No voy a mentirte: es real que puedes estar sin trabajo, que te puedan despedir, renunciar, e incluso cerrar el negocio o empresa; aunque esto no significa que, directamente, pasarás a ser pobre (lo que sea que esto signifique para ti).

Recuerda esto: La pobreza es una forma de mentalidad, no exclusivamente escasez de recursos.

  1. Miedo al rechazo y no ser respetado ni querido

La falta de afecto en el ámbito laboral toca directamente las emociones porque todos queremos sentirnos queridos y apreciados.

Uno de los puntos donde se centran más las personas es en que buscan constantemente el reconocimiento externo. El asunto es que, si dependes de esto, cuando no lo recibas no sabrás qué hacer. Entonces, empieza por reconocerte a ti, tu valía, fortaleza, talentos y habilidades. Y si luego viene el reconocimiento externo, mucho mejor.

Herramientas prácticas: trabaja en tu autoestima, autoconfianza; y, fundamentalmente, en soltar el apego a caerle bien a todas las personas -porque jamás lograrás, ya que siempre habrá alguien a quien no caemos bien-. Cuando incorpores estas destrezas habrás aprendido que pueden quererte tal cual eres; que te pueden apreciar por tus talentos y tu forma de ser si tratas a las personas con respeto, empatía y espíritu de colaboración, y de esta forma, alejarás ese miedo al rechazo.

  1. Miedo a no ser merecedores del crecimiento / algo mejor

Generalmente tiene su origen en creencias limitantes del seno de familia donde has crecido. Si has recibido estímulo positivo permanentemente, no habría inconvenientes. El asunto es cuando se te ha dicho que no mereces lo mejor, o que las buenas oportunidades son para los demás. En este caso, trabaja en desprogramar y re-programar tu cadena de creencias limitantes, por otras que sean creencias potenciadoras, de forma tal que tu modelo mental sea de crecimiento, y no de restricción.

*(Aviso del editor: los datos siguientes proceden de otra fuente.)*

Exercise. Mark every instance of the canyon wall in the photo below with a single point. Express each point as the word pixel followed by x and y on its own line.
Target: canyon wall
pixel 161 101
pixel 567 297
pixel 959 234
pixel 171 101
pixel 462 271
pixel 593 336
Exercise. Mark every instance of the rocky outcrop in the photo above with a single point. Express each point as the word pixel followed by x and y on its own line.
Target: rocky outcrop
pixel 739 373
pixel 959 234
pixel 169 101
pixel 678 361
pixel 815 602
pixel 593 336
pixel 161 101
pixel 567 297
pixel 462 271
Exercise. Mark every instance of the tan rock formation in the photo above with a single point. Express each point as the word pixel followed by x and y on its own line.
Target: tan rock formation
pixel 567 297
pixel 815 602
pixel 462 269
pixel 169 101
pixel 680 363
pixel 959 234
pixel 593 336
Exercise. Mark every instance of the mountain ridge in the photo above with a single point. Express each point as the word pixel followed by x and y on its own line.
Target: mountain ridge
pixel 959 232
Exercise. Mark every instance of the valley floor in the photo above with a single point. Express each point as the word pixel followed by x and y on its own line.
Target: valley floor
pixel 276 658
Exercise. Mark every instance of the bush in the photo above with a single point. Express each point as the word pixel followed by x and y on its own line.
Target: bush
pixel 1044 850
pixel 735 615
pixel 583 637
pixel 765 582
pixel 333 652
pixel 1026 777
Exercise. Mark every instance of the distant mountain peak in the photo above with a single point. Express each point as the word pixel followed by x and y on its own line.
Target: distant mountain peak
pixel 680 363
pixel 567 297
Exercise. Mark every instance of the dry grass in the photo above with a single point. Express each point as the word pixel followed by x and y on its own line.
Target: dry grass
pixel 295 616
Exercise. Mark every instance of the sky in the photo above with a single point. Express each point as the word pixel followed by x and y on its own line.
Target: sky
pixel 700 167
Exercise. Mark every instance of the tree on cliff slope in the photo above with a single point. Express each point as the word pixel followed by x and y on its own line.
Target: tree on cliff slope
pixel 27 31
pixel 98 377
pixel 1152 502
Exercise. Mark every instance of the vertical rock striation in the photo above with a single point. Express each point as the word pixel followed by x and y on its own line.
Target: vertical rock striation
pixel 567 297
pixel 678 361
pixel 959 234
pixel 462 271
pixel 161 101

  1. Miedo a ser incomprendido

El miedo se manifiesta muchas veces detrás de la actitud por la que expresas interior y exteriormente algo así: “Me siento incomprendido por mi jefe, los compañeros y por la empresa en general”, “Hago siempre el máximo esfuerzo, pero me parece que jamás es suficiente para los demás”, “Me dejan siempre de lado”, “Me hacen sufrir”.

Pues bien: padeces del Síndrome de la Oveja, el “Meee…” permanente. Voy a serte franco: juegas el juego de la víctima, en el que siempre pones tus problemas en manos de otros. Son ellos y ellas quienes ME hacen, ME juzgan, ME tratan mal. ¿Es realmente así, o podrías observarlo desde tu perspectiva?

Para trabajar este aspecto y empezar a sentirte integrado en el equipo, trabaja en tu responsabilidad en vez de jugar a la víctima de las circunstancias. Hazte responsable por la parte que te toca y puedes conversar con quienes sientes que tienes diferencias, para sanear esas relaciones.

Practicando estas técnicas de afrontamiento del miedo, en corto tiempo verás cómo aumenta tu autoestima, generando más seguridad interior para afrontar distintas situaciones que, antes, te producían miedo en el mundo del trabajo. Y, claro está, lo replicarás en tu vida personal.